As a Massey Fellow, professor Farzin Vejdani will spend the 2021-22 academic year researching the history of crime and punishment in 19th-century Iran. Photo credit: Jake Stendel.

As a professor in the Department of History, Farzin Vejdani’s teaching focuses on Middle Eastern History. He is the author of Making History in Iran: Education, Nationalism, and Print Culture (external link) , which received an Honorable Mention for the Houshang Pourshariati Iranian Studies Book Award (external link) . In 2019-2020, he was a Visiting Fellow at Harvard Law School’s Program on Law and Society in the Muslim World (external link) .
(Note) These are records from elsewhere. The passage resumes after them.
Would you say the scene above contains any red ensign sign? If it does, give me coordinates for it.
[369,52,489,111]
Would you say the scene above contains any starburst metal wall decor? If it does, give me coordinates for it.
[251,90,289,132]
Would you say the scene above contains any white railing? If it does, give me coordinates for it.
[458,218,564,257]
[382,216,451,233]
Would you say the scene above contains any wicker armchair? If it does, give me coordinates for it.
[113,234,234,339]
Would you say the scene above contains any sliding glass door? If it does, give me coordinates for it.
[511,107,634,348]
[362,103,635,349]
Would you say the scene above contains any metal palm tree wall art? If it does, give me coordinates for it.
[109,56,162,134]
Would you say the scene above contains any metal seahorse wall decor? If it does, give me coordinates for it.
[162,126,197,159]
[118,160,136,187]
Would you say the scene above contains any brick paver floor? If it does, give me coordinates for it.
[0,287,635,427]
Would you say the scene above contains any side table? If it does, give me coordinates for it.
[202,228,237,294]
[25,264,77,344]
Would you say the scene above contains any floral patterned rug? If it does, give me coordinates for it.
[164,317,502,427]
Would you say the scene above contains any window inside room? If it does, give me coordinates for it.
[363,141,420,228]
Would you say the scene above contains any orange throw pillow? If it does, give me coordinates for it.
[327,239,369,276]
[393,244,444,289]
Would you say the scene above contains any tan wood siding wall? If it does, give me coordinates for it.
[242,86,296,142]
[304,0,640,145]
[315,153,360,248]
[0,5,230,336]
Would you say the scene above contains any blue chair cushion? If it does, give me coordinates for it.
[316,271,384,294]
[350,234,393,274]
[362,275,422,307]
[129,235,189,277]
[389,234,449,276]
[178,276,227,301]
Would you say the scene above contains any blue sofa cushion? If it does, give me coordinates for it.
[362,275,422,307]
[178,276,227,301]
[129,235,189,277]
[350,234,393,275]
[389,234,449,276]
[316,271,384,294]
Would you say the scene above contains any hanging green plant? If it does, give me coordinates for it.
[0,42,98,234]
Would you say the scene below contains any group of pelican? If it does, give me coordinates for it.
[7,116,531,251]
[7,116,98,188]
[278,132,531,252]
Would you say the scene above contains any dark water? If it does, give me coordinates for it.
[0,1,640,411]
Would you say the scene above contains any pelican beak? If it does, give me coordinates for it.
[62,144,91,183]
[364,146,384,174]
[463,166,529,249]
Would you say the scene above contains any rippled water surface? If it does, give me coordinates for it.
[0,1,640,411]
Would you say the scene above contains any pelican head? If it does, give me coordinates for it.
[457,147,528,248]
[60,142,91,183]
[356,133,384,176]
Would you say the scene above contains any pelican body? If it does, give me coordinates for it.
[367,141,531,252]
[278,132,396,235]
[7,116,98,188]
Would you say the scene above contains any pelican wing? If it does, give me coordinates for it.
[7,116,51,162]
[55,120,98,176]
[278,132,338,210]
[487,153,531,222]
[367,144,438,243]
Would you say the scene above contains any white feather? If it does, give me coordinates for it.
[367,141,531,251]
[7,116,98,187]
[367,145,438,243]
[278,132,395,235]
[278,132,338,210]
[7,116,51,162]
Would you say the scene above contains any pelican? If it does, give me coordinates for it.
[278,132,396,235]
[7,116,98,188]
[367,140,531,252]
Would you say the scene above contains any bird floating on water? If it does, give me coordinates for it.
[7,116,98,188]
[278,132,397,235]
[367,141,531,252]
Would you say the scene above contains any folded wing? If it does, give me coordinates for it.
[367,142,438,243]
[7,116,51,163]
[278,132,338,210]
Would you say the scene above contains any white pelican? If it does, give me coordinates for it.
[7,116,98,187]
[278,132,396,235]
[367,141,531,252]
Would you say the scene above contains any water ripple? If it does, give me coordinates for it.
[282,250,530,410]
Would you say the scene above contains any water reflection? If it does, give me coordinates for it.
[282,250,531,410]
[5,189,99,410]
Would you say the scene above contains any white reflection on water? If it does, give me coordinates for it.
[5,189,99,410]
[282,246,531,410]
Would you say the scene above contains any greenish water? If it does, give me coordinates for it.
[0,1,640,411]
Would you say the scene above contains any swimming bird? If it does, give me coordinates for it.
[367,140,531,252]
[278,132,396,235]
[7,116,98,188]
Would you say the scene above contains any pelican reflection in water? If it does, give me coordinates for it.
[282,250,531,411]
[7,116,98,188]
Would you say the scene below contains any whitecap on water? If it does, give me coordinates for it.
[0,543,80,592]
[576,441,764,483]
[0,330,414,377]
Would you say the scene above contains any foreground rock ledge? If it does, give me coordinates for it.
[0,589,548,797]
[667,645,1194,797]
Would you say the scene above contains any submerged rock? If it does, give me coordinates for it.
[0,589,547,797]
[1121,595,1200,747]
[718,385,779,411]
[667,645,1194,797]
Vejdani is thrilled to have been selected as one of this year’s Ryerson Massey Fellows as it will allow him to meet other scholars and interact with a different intellectual community that is outside his normal professional bubble. On a personal level, “one of the things that I appreciate about Massey is the space itself, it's in an idyllic setting, with an Oxbridge feel,” said Vejdani “And as someone who's a new father, the prospect of having a quiet dedicated office and time for research and writing purposes is particularly enticing.”

Throughout the fellowship, Vejdani’s time will be concentrated on finishing his book-length manuscript, Private Sins, Public Crimes: Policing, Punishments, and Authority in Nineteenth-Century Iran which he intends to submit to a university press for publication. “I have drafts of various chapters but this is a good opportunity to bring it all together,” says Vejdani. The project examines how the ambiguity in defining the boundaries between private and public often corresponded with the jurisdictional friction between government authorities and religious scholars in nineteenth-century Iran over who had the authority to police and punish public crimes. 

Vejdani is looking forward to working with and mentoring graduate students and junior academics who are also attending Massey, including sharing his experience with applying for fellowships to the United States and applying for PhD programs abroad. As a founding core member of the Ryerson MENA Studies Centre, Vejdani is also hoping to build and solidify links with Massey Fellows and other faculty across disciplines to foster future collaborations for the centre, including workshops, seminars and conferences. “These types of collaborations and connections are quite useful to have and will help me professionally but also for future pedagogical connections,” said Vejdani.

“It is an outstanding accomplishment that both Dr. Horner and Dr. Vejdani have been named as Ryerson Massey Fellows. Their research on nineteenth-century history and Middle Eastern history respectively have important implications for public life on the themes of marginalization in urban communities and crime and punishment,” said Jennifer Simpson, provost and vice-president, academic. “This partnership with Massey College, and the ambitions of our faculty members like Dr. Horner and Dr. Vejdani, exemplifies Ryerson’s commitment to fostering excellence in scholarly, research and creative activity. I look forward to seeing the great work they do over the coming months while at Massey.”

Ryerson has a strong history with Massey College. Previous Ryerson Massey Fellows include Sepali Guruge from the Daphne Cockwell School of Nursing, Marco A. Fiola from Languages, Literatures and Cultures, Maria Gurevich and Frank Russo from the Department of Psychology, Michael Coutanche from the RTA School of Media, Mehrunnisa Ahmad Ali from the School of Early Childhood Studies, Lorraine Janzen Kooistra from the Department of English, John Shields from the Department of Politics and Public Administration, Anthony Bonato from the Department of Mathematics and Dae Kun (Rilla) Hwang from the Department of Chemical Engineering.